# UNHCR Refugee Applications Data Scraper
This scraper grabs entity names, new refugee applications (to leave) for each of those entities, application acceptances (recognitions or protections), application rejections, and pending decisions. The UNHCR has data for 229 countries/entities.

Data are retrieved from this site: [Refugee Data Finder](https://www.unhcr.org/refugee-statistics/data-summaries?data_summaries%5Bregion%5D=&data_summaries%5Bcountry%5D=&data_summaries%5BwithinFrom%5D=from&data_summaries%5Bview%5D=asylum_applications_decisions&data_summaries%5Byear%5D=2024&data_summaries%5BpopType%5D=FDP&data_summaries%5B_mode%5D=country&data_summaries%5B_token%5D=6987cded38eae.zI1K2yKKVqlikInn8U5IcnnnT9iyimmU85vCiq_BvfE.jcsIkhanJ-gx1POrwAMZO0CiKeji2ii5gNKY4P-4y8S-_3uuEv4Tnw3RzA&data_summaries%5Bsubmit%5D=)


In [1]:
from bs4 import BeautifulSoup
import requests
import time
import csv

hdr = {'User-Agent': 'Mozilla/5.0 (Windows NT 10.0; Win64; x64) AppleWebKit/537.36 (KHTML, like Gecko) Chrome/133.0.0.0 Safari/537.36'}

# Main summary page to retrieve URLs
url = "https://www.unhcr.org/refugee-statistics/data-summaries?data_summaries%5Bregion%5D=&data_summaries%5Bcountry%5D=&data_summaries%5BwithinFrom%5D=from&data_summaries%5Bview%5D=asylum_applications_decisions&data_summaries%5Byear%5D=2024&data_summaries%5BpopType%5D=FDP&data_summaries%5B_mode%5D=country&data_summaries%5B_token%5D=6987cded38eae.zI1K2yKKVqlikInn8U5IcnnnT9iyimmU85vCiq_BvfE.jcsIkhanJ-gx1POrwAMZO0CiKeji2ii5gNKY4P-4y8S-_3uuEv4Tnw3RzA&data_summaries%5Bsubmit%5D="

## `get_urls(main_url)`
A function that retrieves the option values of countries from a dropdown menu on the main page, appends them in the appropriate position of the main URL to create the country URLs, and puts all country URLs into a list that is returned. 

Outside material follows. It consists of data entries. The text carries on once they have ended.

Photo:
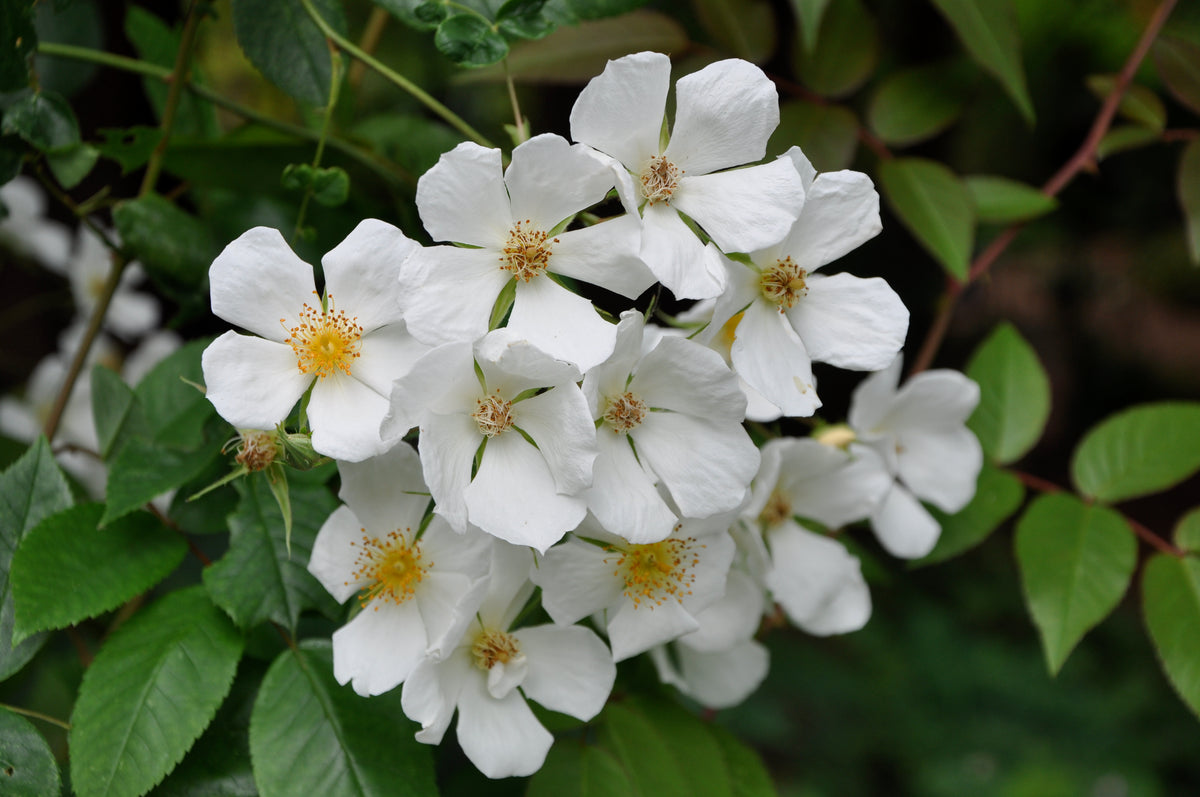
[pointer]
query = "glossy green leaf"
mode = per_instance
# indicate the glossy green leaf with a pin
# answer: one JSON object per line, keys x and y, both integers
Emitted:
{"x": 311, "y": 736}
{"x": 915, "y": 105}
{"x": 999, "y": 493}
{"x": 1170, "y": 592}
{"x": 258, "y": 579}
{"x": 827, "y": 135}
{"x": 31, "y": 489}
{"x": 1000, "y": 201}
{"x": 1187, "y": 183}
{"x": 846, "y": 52}
{"x": 935, "y": 207}
{"x": 1139, "y": 451}
{"x": 27, "y": 766}
{"x": 135, "y": 719}
{"x": 1179, "y": 65}
{"x": 283, "y": 43}
{"x": 1075, "y": 561}
{"x": 468, "y": 40}
{"x": 105, "y": 567}
{"x": 1014, "y": 395}
{"x": 988, "y": 29}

To access a country's page, the user must select it from the dropdown menu. The country URL is the user's selection. The option value is used in the URL to specify which country is selected from the dropdown menu. The structure of the URL for each country's data summary page is nearly identical to the main page's URL except that the country's option value is logically inserted somewhere in the URL. The list that is returned through this function is to be looped through to access each country's URL.

In [6]:
def get_urls(main_url):
    page = requests.get(main_url, headers=hdr)
    soup = BeautifulSoup(page.text, 'html.parser')
    url_list = []
    
    # Get dropdown menu
    dropdown_menu = soup.find(id="data_summaries_country")
    # Get options in menu (every option is a country/entity)
    options = dropdown_menu.find_all("option")
    time.sleep(1)
    # Get the value for each option and append to urls list
    for option in options:
        time.sleep(1)
        entity_value = option.attrs['value']
        if entity_value != "":
            url = "https://www.unhcr.org/refugee-statistics/data-summaries?data_summaries%5Bregion%5D=&data_summaries%5Bcountry%5D=" + entity_value + "&data_summaries%5BwithinFrom%5D=from&data_summaries%5Bview%5D=asylum_applications_decisions&data_summaries%5Byear%5D=2024&data_summaries%5BpopType%5D=FDP&data_summaries%5B_mode%5D=country&data_summaries%5B_token%5D=6987cded38eae.zI1K2yKKVqlikInn8U5IcnnnT9iyimmU85vCiq_BvfE.jcsIkhanJ-gx1POrwAMZO0CiKeji2ii5gNKY4P-4y8S-_3uuEv4Tnw3RzA&data_summaries%5Bsubmit%5D="
            url_list.append(url)

    return url_list

# Call get_urls()
url_list = get_urls(url)

## `get_info(page_url)`
A function that retrieves the entity name and four data points from a summary page and returns them in a list.

In [7]:
def get_info(page_url):
    page = requests.get(page_url, headers=hdr)
    time.sleep(3)
    soup = BeautifulSoup(page.text, 'html.parser')
    data_list = []

    summary = soup.find(id="data_summaries_content")
    country_hed = summary.find("h2")
    # Clean country heading
    country = country_hed.text.strip()
    # Find first space in the country heading
    trim = country.find(" ")
    # Trim off "Country: " in country heading
    country = country[trim+1:]
    # Append country name to list
    data_list.append(country)
    
    # Grab four data points
    info_figures = summary.find_all("h4")
    
    for fig_text in info_figures:
        # Clean string
        fig_text = fig_text.text.strip()
        if "," in fig_text:
            fig_text = fig_text.replace(",","")
        data_list.append(fig_text)

    return data_list

## `write_csv(url_list)`
A function that writes a list of data points (returned through the `get_info()` function) in each row for every URL in a list of URLs (returned through the `get_urls()` function).

In [8]:
def write_csv(url_list):
    csvfile = open('refugee_apps.csv', 'w', newline='', encoding='utf-8')
    c = csv.writer(csvfile)
    
    # Write column headings in a row
    c.writerow(['entity', 'new applications', 'acceptances', 'rejections', 'pending'])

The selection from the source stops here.